G&D: How Secure is an SMS in Authenticating Identities?
SMS as a 2nd factor of authentication is not as safe as once imagined – but there are secure alternatives such as FIDO that can deliver a solution that satisfies service providers, and end consumers, whilst also maintaining regulatory compliance.
Vulnerabilities of SMS authentication
We are all familiar with SMS confirmations as part of a mobile or web sign-on process, and many people might consider it a fairly convenient and safe way to authenticate identities. But is it really as safe as it should be? Reports over the last couple of years suggest not. A high-profile attack on US Black Lives Matter activist and politician DeRay Mckesson in 2016 illustrated the vulnerabilities of SMS authentication. Mckesson’s twitter account suddenly started endorsing Donald Trump, something completely out of character for the activist. His account had been hacked. It wasn’t, however, a password breach; it was a two-factor authentication issue, where SMS was being used as the second authentication channel.

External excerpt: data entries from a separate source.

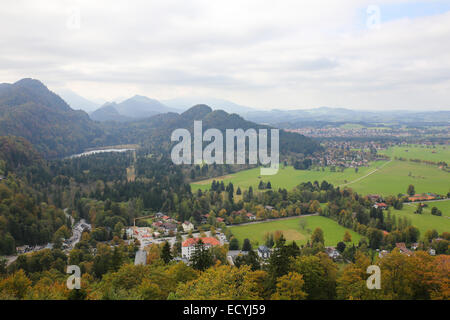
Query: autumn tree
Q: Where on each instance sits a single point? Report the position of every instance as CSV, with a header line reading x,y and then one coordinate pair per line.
x,y
289,287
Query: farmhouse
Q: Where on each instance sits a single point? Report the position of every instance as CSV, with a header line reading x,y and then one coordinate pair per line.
x,y
251,216
422,197
402,247
332,252
140,258
188,246
187,226
263,252
380,205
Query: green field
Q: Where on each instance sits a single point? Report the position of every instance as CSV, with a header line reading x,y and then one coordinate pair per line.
x,y
426,221
333,232
287,177
436,154
395,177
390,179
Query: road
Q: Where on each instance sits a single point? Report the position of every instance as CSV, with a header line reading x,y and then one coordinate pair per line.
x,y
77,231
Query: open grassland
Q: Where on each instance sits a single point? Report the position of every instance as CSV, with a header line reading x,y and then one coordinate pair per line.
x,y
385,178
292,231
426,221
287,177
436,154
395,177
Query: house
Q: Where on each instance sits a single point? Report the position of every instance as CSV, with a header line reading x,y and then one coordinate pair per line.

Someone had taken control of Mckesson’s account by convincing his mobile phone provider to reset his SIM. In turn, this allowed the hacker to set it up to intercept text messages and bypass the two-factor authentication (2FA) that should have kept his account secure. This wasn’t an isolated case. In 2017 hackers succeeded in exploiting the SS7 channel using stolen 2FA SMS codes to empty mobile users bank accounts in Germany, and just as recently as last week, Reddit announced that their database had been hacked via an SMS intercept attack. As a result, Reddit announced it is moving away from SMS-based authentication.
Attitudes, however, are changing. NIST (the US National Institute of Standards & technology) has decreed that SMS is no longer a valid channel for 2FA due to the perceived security risks. Nevertheless, in an open banking environment, now regulated by the EU’s PSD2 (Payment Services Directive 2), where third-party providers can offer new banking services through an open API infrastructure, secure two-factor authentication becomes ever more important.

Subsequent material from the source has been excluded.